According to Simon Laroche, president of Kraft Heinz Canada, these investments, allows the company to keep all the production for the Canadian market in Canada.

For example, he said 90 per cent of the Heinz ketchup sold in Canada is made in the country — and made from Canadian tomatoes, mostly from Leamington, Ont. — but the company has to import from the United States to satisfy demand during peaks in the summer.

With the new investment, Laroche said the company will be able to make “100 or 99-point-something” per cent of the ketchup needed in Canada in the next two to five years.

“Canadians love products made in Canada,” Laroche said. “The more we can make in Canada from our Canadian factory, that’s always a more efficient way to do it, and Canadian consumers love that.”

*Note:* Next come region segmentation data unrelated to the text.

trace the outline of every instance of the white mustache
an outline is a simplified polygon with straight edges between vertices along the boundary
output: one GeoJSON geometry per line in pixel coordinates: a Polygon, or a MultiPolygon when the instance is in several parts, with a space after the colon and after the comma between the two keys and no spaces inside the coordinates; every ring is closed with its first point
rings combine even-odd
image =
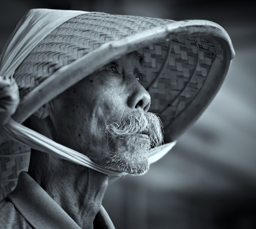
{"type": "Polygon", "coordinates": [[[109,138],[128,139],[136,134],[148,134],[151,148],[163,143],[163,124],[156,114],[146,111],[137,111],[118,122],[107,125],[106,132],[109,138]]]}

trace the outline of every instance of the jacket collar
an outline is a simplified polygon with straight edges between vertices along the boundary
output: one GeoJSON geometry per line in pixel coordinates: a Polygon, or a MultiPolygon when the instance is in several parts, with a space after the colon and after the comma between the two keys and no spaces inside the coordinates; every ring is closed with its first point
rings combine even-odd
{"type": "MultiPolygon", "coordinates": [[[[8,198],[26,220],[36,229],[80,229],[77,223],[26,172],[19,175],[15,189],[8,198]]],[[[96,217],[96,225],[114,228],[107,213],[101,208],[96,217]]]]}

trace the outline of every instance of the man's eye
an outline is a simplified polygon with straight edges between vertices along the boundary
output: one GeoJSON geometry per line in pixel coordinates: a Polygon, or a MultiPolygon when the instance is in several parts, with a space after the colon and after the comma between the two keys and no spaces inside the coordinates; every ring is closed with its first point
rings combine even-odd
{"type": "Polygon", "coordinates": [[[118,67],[115,64],[110,65],[107,67],[107,69],[111,72],[115,74],[118,73],[118,67]]]}

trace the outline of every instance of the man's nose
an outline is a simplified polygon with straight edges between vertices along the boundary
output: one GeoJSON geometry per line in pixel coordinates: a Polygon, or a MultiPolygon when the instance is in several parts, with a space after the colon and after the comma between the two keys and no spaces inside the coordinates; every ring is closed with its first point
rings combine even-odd
{"type": "Polygon", "coordinates": [[[150,95],[137,80],[135,80],[132,84],[132,93],[128,98],[128,106],[132,109],[147,111],[150,107],[150,95]]]}

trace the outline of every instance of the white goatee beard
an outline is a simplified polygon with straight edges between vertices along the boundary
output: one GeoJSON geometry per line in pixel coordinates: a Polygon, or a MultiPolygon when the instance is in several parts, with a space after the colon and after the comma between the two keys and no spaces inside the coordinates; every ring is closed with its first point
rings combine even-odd
{"type": "Polygon", "coordinates": [[[111,149],[110,158],[103,167],[132,176],[146,173],[150,167],[149,150],[163,142],[162,128],[156,115],[144,111],[133,112],[123,121],[107,125],[109,146],[112,141],[118,146],[111,149]],[[149,131],[149,138],[142,135],[149,131]]]}

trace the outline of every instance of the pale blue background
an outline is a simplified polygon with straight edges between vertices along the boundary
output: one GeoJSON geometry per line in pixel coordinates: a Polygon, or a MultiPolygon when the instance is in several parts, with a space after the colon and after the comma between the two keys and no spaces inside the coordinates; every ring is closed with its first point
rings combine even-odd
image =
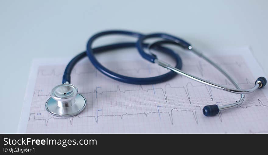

Kraft Heinz Canada said the funds will be used for upgrading and modernizing the Mount Royal facility, which employs more than half of the company’s 2,000 employees in Canada. The facility, which houses the Canadian subsidiary’s main operations, produces brands such as Kraft Dinner, Philadelphia Cream Cheese and Kraft Peanut Butter.

Laroche said the factory is the company’s most complex in the world and has 41 different lines.

Laroche said there are also logistic costs when importing products and U.S. factories have other markets to support, making it more complicated to get what Canadians need.

He also said U.S. tariffs and the growing sentiment to buy Canadian had the company come up with campaigns and commercials to show its products were produced here.

“A lot of Canadians thought that our products were being imported and people didn’t know that 75 per cent of what we sell in Canada is made in Canada,” he said.